Wciąż brakuje refundacji nowoczesnych form leczenia AZS w Polsce

Pacjenci zmagający się z atopowym zapaleniem skóry i środowisko lekarskie od lat czekają na refundację skutecznej i bezpiecznej terapii w leczeniu ciężkiego przebiegu AZS. To właśnie ta najciężej chora grupa pacjentów wyczerpała już wszystkie dostępne w Polsce możliwości terapeutyczne, dla nich nie ma już żadnej alternatywy. To oznacza, że na tę chwilę nie mają oni szansy na normalne życie, a ich największym marzeniem jest remisja choroby, choćby bardzo krótka. Nie mogą sobie w tej chwili pozwolić na więcej wiedząc, że jedyna terapia, która mogłaby im pomóc, jest poza ich zasięgiem.

„Wiemy, że istnieje lek biologiczny, który może pomóc najciężej chorym pacjentom, ale realnie nie mamy do niego dostępu. Włączenie skutecznej terapii biologicznej do programu leczenia jest ogromną szansą dla pacjentów, którzy dziś bardzo cierpią, a lekarze muszą na to cierpienie patrzeć, bo nie mają im do zaoferowania skutecznej terapii” – mówi Hubert Godziątkowski, prezes Polskiego Towarzystwa Chorób Atopowych, który w imieniu pacjentów z AZS zdecydował się wystosować apel do Ministra Zdrowia.

Dupilumab, uznany przez FDA za terapię przełomową, jest pierwszym w Polsce zarejestrowanym lekiem biologicznym w leczeniu atopowego zapalenia skóry. Przez ekspertów został oceniony jako bardzo skuteczny i bezpieczny dla pacjentów. Zarówno środowisko pacjenckie, jak i lekarskie ma nadzieję, że już niebawem pojawi się on w programie lekowym.

Atopowe zapalenie skóry jest przewlekłą, nawrotową i nieuleczalną chorobą. Do jej rozwoju dochodzi wskutek współdziałania czynników genetycznych, środowiskowych, uszkodzenia bariery skórnej i zaburzeń układu immunologicznego.
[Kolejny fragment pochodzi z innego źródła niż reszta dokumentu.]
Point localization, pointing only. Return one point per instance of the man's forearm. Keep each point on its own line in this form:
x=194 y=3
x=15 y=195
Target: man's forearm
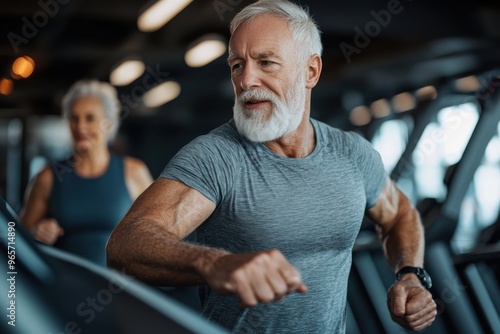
x=148 y=252
x=404 y=243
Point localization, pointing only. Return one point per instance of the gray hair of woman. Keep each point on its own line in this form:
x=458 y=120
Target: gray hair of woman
x=304 y=30
x=105 y=92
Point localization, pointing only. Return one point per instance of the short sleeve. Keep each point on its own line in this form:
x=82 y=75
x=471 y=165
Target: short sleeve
x=207 y=164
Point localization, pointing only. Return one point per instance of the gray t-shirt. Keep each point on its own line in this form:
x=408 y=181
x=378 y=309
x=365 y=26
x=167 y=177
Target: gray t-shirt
x=309 y=208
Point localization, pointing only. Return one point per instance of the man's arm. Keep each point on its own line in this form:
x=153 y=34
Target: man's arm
x=148 y=244
x=402 y=236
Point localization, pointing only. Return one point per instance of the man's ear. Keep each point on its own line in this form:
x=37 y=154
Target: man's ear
x=314 y=66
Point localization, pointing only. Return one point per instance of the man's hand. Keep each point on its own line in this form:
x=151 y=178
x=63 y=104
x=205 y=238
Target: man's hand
x=47 y=231
x=260 y=277
x=410 y=304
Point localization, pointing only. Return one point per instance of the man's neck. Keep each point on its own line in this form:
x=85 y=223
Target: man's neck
x=297 y=144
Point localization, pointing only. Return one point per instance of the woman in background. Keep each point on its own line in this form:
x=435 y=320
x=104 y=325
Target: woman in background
x=75 y=204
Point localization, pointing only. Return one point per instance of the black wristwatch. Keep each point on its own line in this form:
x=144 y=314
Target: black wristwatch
x=422 y=275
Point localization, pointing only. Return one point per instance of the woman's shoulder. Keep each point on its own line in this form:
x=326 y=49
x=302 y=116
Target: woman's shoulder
x=44 y=176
AZS jest związane z szeregiem schorzeń współistniejących i powikłań, do których zalicza się m. in. wyprysk rąk i powiek, częste i nawracające zakażenia skóry (bakteryjne, wirusowe, grzybicze), alergiczny nieżyt nosa, astmę, nietolerancję pokarmową czy choroby oczu, w tym zaćmę oraz zapalenia spojówek i rogówki. Te ostatnie, jeśli mają charakter przewlekły, mogą prowadzić do upośledzenia wzroku.